Parte la declaración final de la cumbre reza que los países miembros condenan cualquier golpe o intento de golpe de estado, catalogándolo como “una vía violenta, ilegal e inconstitucional que amenaza la democracia, la paz y la vida. Rechazamos los planes desestabilizadores impulsados por factores externos que intentan desconocer la voluntad de los pueblos de América Latina y el Caribe, expresada de manera democrática y legítima”.
Asimismo, repudia la “brutal guerra comunicacional, cargada de odio, intolerancia, discriminación y desprecio en las redes sociales, dirigida estratégicamente a las generaciones más jóvenes de la sociedad venezolana, víctimas de la desinformación y la híper-información para impulsar la violencia, el vandalismo y la barbarie”, cita el documento.
La declaración también rechaza los ataques y actos vandálicos contra personas, infraestructuras públicas, símbolos religiosos y patrios, que han causado pérdidas humanas y materiales con el objetivo de crear una matriz de opinión de caos en un país que ha desarrollado una histórica jornada electoral en paz y democracia.
Los países miembros reafirman que América Latina y el Caribe es una Zona de Paz.
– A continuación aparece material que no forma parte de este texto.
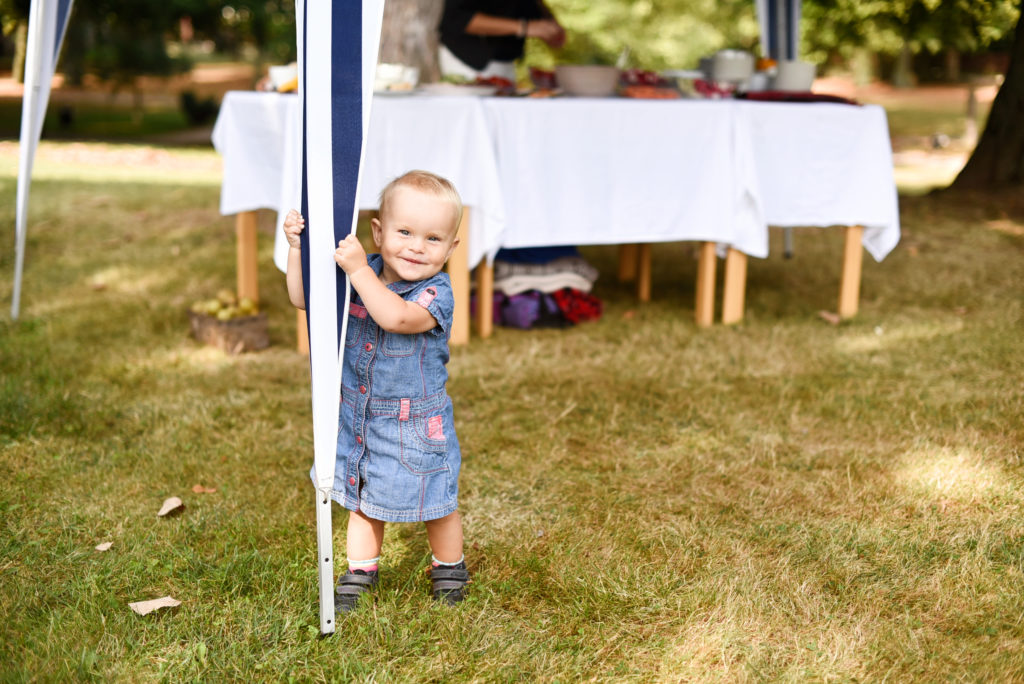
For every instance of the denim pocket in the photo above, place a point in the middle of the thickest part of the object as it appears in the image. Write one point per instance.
(396, 344)
(422, 451)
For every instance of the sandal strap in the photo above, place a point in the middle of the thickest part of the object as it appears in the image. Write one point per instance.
(453, 573)
(353, 585)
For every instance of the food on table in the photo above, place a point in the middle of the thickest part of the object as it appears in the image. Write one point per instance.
(642, 77)
(544, 92)
(649, 92)
(505, 87)
(225, 306)
(543, 79)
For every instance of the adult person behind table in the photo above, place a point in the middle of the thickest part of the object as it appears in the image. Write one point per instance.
(483, 38)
Exigen el estricto cumplimiento de la obligación de no intervenir, directa o indirectamente, en los asuntos internos de cualquier otro Estado y de respetar plenamente el derecho inalienable de todo Estado a elegir su sistema político, económico, social y cultural como condición esencial para garantizar la convivencia pacífica entre las naciones, la paz y la estabilidad de la región.
El encuentro, instalado por el presidente Nicolás Maduro, contó con la participación de los presidentes de Cuba, Miguel Díaz-Canel; Bolivia, Luis Arce Catacora; Nicaragua, Daniel Ortega.
Además, participaron los primeros ministros de San Vicente y las Granadinas, Ralph Everard Gonsalves; de Granada, Dickon Mitchell; de Dominica, Roosevelt Skerrit; de San Cristóbal y Nieves, Denzil Llewellyn Douglas y el de Santa Lucía, Philip J. Pierre. También estuvo como invitada la embajadora de Honduras en Venezuela, Scarleth Romero.